Montagu
- Trade name: Montagu Private Equity LLP
- Type: Private
- Industry: Private equity
- Founded: 1968
- Headquarters: London Frankfurt Paris Luxembourg New York
- Products: Leveraged buyout, Management buyout
- Total assets: €15 billion
- Number of employees: >150
- Website: www.montagu.com

= Montagu Private Equity =

UK business

Montagu is a mid-market private equity firm. The primary investment focus of Montagu is on management buyouts of performing businesses with enterprise values typically ranging from €200 million to €1 billion.

==History==
The firm was founded in 1968 as a division of Midland Bank after Midland's acquisition of Montagu Trust, owner of Samuel Montagu & Co.

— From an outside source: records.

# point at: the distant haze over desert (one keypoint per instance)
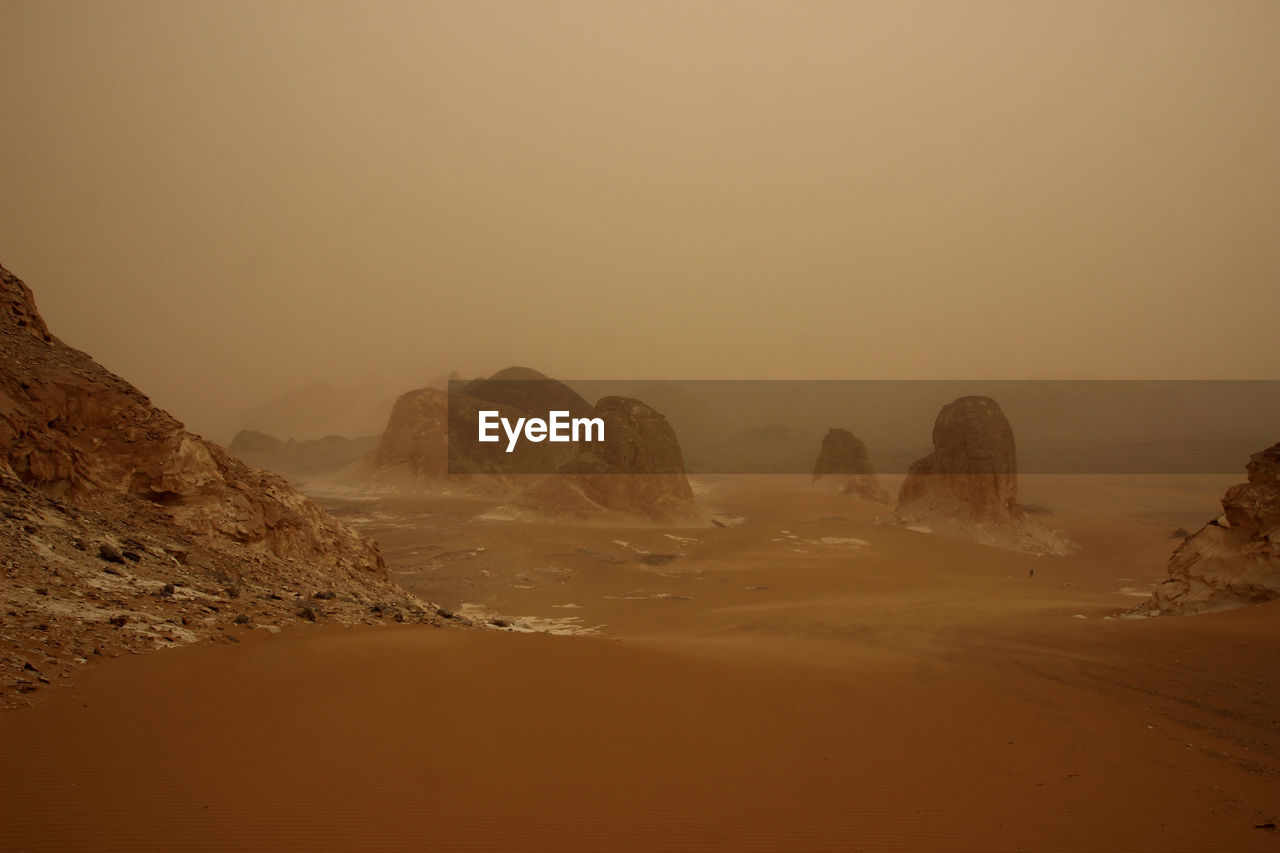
(639, 425)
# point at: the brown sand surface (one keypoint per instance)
(809, 680)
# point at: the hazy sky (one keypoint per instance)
(224, 201)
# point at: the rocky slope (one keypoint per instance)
(844, 457)
(122, 530)
(968, 486)
(1235, 559)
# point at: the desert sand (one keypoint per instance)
(812, 679)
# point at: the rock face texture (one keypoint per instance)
(1235, 559)
(415, 451)
(636, 471)
(120, 529)
(968, 486)
(972, 473)
(844, 455)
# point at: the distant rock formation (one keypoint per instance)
(415, 451)
(1235, 559)
(528, 391)
(250, 441)
(845, 455)
(119, 529)
(636, 471)
(969, 483)
(972, 473)
(310, 457)
(319, 410)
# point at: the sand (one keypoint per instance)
(809, 680)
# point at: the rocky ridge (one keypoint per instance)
(844, 456)
(124, 532)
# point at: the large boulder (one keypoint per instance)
(968, 486)
(1235, 559)
(972, 473)
(636, 471)
(844, 457)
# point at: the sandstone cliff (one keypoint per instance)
(1235, 559)
(123, 530)
(415, 452)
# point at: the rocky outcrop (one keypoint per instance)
(120, 527)
(968, 486)
(1235, 559)
(844, 456)
(972, 473)
(638, 471)
(415, 451)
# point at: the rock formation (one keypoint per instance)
(969, 483)
(844, 455)
(528, 391)
(415, 451)
(1235, 559)
(300, 459)
(972, 473)
(120, 529)
(638, 470)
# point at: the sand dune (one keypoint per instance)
(810, 680)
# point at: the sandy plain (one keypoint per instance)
(812, 679)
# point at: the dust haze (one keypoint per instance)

The business was renamed HSBC Private Equity after HSBC acquired Midland Bank in 1992; the Montagu name was revived when Montagu's management team acquired 80.1% of Montagu shares from HSBC in 2003. In 2013, the team purchased the remaining 19.9% from HSBC.

In September 2016, Montagu acquired Berenberg Bank and Bankhaus Lampe's stakes in Universal Investment, thus gaining control of the German asset management firm.

In 2026, it was announced that Montagu would acquire a majority stake in BMC Helix through a carve-out transaction from BMC Software.